Group	Intervention	Description
TRAVATAN	Travoprost ophthalmic solution, 0.004%	Travoprost ophthalmic solution 0.004%, 1 drop in the study eye(s) once daily, at 8 PM, for 4 weeks
Vehicle	Vehicle	Inactive ingredients, 1 drop in the study eye(s) once daily, at 8 PM, for 4 weeks
Travoprost new formulation	Travoprost ophthalmic solution (new formulation)	Travoprost ophthalmic solution (new formulation), 1 of 3 dose levels, 1 drop in the study eye(s) once daily, at 8 PM, for 4 weeks

Primary Outcome Measures

Name	Time	Method
Mean change from baseline in intraocular pressure (IOP)	Baseline, Up to Week 4	IOP (fluid pressure inside the eye) was measured by Goldmann applanation tonometry. A higher IOP can be a greater risk for developing glaucoma or glaucoma progression (leading to optic nerve damage). A more negative change indicates a greater amount of improvement.

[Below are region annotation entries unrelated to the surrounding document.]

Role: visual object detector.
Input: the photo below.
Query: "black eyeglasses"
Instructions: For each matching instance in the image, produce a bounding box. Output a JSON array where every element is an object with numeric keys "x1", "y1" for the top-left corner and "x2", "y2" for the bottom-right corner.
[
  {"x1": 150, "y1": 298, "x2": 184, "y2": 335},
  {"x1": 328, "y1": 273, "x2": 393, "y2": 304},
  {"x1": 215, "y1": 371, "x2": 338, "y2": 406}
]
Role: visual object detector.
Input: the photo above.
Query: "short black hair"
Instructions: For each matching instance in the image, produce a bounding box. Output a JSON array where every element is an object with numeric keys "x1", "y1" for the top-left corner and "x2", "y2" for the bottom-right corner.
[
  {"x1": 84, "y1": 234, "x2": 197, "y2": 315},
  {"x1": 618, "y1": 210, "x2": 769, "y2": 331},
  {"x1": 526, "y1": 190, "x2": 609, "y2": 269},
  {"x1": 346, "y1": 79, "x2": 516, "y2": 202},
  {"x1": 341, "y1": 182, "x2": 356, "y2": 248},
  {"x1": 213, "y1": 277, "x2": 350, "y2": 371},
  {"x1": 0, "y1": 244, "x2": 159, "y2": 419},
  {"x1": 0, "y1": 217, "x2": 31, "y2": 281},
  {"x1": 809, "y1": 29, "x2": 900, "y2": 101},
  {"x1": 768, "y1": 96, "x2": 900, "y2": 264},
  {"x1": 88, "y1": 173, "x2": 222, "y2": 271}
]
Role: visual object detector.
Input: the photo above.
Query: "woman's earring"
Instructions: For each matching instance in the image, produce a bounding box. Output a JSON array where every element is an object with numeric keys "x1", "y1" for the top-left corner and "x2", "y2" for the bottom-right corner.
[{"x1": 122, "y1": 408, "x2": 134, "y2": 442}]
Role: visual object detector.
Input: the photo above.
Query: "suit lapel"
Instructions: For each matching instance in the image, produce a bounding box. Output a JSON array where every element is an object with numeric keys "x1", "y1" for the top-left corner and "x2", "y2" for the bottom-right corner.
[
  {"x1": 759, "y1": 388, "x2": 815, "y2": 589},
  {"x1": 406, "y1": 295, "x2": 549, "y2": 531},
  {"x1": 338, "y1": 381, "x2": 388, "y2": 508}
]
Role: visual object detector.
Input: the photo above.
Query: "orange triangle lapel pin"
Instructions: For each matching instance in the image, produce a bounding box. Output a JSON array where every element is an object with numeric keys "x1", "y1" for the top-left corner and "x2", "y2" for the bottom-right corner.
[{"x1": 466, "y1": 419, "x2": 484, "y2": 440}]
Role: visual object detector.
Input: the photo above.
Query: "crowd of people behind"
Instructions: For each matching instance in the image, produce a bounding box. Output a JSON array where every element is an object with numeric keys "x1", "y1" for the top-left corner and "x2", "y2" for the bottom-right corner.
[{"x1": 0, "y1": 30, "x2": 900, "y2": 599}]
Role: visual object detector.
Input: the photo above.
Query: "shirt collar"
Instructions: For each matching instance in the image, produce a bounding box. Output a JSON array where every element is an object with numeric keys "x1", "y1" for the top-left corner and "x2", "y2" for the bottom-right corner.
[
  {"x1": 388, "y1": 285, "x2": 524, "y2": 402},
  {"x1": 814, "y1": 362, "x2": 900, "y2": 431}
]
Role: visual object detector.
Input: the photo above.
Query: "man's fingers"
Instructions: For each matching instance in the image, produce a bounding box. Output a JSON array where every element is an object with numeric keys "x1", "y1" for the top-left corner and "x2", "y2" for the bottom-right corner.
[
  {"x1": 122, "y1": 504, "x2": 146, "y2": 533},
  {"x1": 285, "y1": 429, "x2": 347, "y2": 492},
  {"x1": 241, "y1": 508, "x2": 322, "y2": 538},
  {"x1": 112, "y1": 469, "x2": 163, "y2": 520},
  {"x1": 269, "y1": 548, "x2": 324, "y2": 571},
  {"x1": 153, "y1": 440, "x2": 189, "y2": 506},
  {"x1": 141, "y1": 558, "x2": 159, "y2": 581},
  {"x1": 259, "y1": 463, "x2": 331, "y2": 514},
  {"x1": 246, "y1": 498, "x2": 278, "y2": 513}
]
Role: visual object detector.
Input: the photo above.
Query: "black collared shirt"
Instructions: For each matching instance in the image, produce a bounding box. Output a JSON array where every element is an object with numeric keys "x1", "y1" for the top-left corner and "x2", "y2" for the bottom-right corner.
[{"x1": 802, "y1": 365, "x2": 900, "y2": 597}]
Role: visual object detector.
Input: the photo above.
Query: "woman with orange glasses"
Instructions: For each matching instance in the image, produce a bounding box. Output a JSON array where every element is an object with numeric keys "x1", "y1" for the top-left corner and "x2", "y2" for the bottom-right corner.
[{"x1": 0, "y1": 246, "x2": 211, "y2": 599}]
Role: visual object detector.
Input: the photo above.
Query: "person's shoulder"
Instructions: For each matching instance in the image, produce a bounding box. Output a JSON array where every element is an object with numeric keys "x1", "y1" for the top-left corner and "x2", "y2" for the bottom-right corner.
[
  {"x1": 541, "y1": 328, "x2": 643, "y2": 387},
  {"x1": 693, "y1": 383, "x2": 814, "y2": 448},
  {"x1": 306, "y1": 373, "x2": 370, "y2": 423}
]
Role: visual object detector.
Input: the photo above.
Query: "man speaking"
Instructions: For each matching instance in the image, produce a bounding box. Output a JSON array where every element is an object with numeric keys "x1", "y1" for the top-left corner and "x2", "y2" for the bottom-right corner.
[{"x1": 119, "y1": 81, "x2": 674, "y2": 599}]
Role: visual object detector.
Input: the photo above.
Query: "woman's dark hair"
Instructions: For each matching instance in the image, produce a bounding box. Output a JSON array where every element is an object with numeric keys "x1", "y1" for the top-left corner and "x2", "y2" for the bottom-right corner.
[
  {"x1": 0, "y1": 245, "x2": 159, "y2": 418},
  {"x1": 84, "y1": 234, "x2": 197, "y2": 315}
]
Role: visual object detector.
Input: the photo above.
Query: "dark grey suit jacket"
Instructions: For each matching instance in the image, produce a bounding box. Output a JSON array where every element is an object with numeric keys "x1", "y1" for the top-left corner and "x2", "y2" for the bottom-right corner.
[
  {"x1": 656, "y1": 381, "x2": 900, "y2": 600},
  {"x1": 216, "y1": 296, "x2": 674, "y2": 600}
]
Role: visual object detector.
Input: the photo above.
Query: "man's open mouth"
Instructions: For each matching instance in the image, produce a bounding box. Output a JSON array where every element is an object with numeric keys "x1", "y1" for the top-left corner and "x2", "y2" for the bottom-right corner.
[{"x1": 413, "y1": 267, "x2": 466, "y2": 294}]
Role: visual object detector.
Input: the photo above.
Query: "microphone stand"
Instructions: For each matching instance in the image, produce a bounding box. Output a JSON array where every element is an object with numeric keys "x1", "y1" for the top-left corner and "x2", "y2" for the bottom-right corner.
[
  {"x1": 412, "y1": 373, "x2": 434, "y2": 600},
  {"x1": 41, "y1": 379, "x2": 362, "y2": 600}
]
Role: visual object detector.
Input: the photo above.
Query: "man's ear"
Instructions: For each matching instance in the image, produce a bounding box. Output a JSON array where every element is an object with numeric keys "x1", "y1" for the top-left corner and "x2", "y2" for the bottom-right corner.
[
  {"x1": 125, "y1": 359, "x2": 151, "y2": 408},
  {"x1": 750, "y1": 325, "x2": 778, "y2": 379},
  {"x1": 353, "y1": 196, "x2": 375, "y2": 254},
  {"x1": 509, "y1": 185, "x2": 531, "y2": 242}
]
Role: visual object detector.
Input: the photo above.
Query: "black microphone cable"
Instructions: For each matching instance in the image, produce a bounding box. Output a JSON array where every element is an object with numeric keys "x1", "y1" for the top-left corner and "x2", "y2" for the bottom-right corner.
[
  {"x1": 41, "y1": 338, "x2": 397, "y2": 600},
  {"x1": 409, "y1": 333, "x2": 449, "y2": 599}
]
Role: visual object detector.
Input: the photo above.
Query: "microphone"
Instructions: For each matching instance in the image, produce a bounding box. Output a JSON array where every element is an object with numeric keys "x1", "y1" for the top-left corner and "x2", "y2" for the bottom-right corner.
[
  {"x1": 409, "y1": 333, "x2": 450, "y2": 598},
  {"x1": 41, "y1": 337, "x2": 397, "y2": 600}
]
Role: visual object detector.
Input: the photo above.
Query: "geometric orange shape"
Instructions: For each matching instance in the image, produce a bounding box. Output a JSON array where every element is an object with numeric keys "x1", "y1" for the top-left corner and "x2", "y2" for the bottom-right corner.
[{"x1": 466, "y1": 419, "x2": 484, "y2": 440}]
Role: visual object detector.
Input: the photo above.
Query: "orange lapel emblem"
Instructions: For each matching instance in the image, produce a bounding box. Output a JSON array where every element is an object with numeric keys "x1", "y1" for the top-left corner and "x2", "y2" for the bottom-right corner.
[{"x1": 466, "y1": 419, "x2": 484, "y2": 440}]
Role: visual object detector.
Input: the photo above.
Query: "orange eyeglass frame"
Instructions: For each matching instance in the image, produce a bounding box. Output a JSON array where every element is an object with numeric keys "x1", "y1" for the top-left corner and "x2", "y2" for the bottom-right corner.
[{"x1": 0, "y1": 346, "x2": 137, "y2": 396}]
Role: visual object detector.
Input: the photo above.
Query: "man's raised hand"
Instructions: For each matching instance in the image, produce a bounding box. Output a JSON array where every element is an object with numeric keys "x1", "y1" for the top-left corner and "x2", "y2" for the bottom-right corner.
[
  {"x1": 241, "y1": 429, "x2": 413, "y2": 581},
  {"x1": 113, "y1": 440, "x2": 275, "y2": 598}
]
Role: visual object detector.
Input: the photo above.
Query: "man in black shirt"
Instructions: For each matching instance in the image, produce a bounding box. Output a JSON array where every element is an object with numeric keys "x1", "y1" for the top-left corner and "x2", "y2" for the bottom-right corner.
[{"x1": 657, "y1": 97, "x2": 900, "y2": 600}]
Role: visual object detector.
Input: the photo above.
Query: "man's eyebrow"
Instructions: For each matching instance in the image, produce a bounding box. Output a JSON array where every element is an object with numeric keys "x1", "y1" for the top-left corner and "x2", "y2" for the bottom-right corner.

Secondary Outcome Measures

Name	Time	Method
Mean intraocular pressure	Baseline, Up to Week 4	IOP (fluid pressure inside the eye) was measured by Goldmann applanation tonometry. A higher IOP can be a greater risk for developing glaucoma or glaucoma progression (leading to optic nerve damage).
Mean percent change from baseline in IOP	Baseline, Up to Week 4	IOP (fluid pressure inside the eye) was measured by Goldmann applanation tonometry. A higher IOP can be a greater risk for developing glaucoma or glaucoma progression (leading to optic nerve damage). A more negative percent change indicates a greater amount of improvement.